Are you upset and struggling with this thing called life? Mentally ill. Are you violent? Mentally ill. Are you passive and avoid conflict? Mentally ill. Are you angry? Mentally ill. Are you energetic and happy all the time? Mentally ill. Are you numb and repressing emotions? Mentally ill. Are you anti-authoritarian? Mentally ill. What an easy solution. If every person who acts ‘crazy’ and does bad things is, by definition, crazy, then I guess the witch-hunters, er, mental health professionals are right. All the bad things that happen are because of mental illness.
The Helping Families in Mental Health Crisis Act (H.R. 2646) is a prime example of hysteria reaching the Federal government, in much the same way fear of witches did 600 years ago. In the same vein as burning the witches in Salem, Murphy and others are suggesting that we essentially “round ‘em up, drug ‘em, and lock ‘em away” in an effort to ameliorate society’s fear of death and violence. Yes, there are likely many other political and financial reasons for this, but people are afraid and Murphy has provided a scapegoat and a method to give the illusion of action and control.
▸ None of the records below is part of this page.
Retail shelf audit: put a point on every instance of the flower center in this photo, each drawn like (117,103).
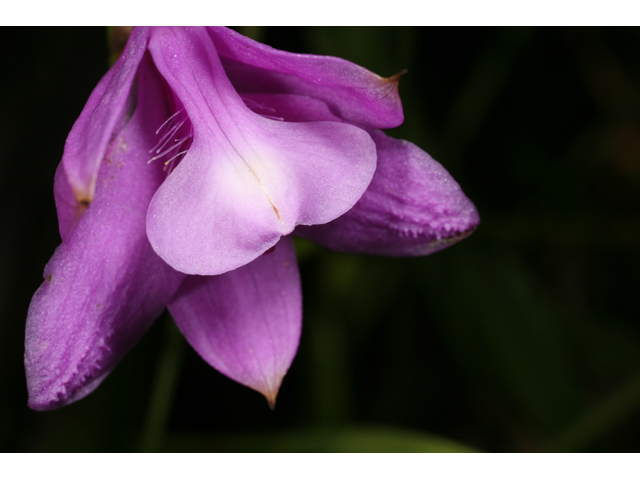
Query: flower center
(176,135)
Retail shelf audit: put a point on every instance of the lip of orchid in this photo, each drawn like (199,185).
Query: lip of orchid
(198,152)
(170,130)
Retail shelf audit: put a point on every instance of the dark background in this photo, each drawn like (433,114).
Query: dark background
(523,337)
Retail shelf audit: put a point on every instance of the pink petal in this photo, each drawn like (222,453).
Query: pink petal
(353,93)
(104,285)
(246,323)
(101,116)
(412,207)
(246,180)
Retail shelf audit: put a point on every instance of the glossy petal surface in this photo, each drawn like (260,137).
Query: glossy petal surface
(101,118)
(412,207)
(352,93)
(104,285)
(246,323)
(246,180)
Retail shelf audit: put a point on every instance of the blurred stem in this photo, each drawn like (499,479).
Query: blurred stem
(490,73)
(164,386)
(599,420)
(255,33)
(331,391)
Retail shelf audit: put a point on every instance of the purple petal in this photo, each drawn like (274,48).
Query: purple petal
(104,285)
(246,323)
(412,207)
(352,92)
(105,109)
(246,180)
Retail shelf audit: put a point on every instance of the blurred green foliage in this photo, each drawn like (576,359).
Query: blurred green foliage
(523,337)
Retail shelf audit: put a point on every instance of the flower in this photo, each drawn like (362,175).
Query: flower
(194,159)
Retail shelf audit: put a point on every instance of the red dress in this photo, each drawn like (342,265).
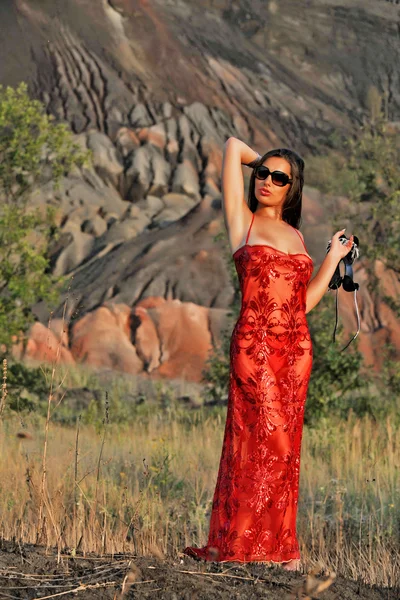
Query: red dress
(254,506)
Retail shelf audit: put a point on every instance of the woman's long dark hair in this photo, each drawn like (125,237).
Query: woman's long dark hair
(291,212)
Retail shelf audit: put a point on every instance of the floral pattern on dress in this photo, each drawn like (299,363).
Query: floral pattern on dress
(254,508)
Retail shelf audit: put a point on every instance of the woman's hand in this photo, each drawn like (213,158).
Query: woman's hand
(337,249)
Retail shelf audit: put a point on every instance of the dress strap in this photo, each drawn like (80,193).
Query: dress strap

People seem to believe that persecuting, excluding, and taking away the rights of people already in distress will somehow result in American society becoming whole and safe. Witch hunts did nothing to increase security or safety; they bred fear and hatred. Perhaps by understanding the uncanny and disturbing similarities between the hysteria of the 16th and 17th centuries and our current culture, we might be able to heed warning and save the lives of thousands of vulnerable and powerless individuals before it’s too late.
Noel Hunter
Madness and Meaning in the Human Experience: A clinical psychology doctoral student, Noel explores the link between trauma and various anomalous states and the need for recognition of states of extreme distress as meaningful responses to overwhelming life experiences.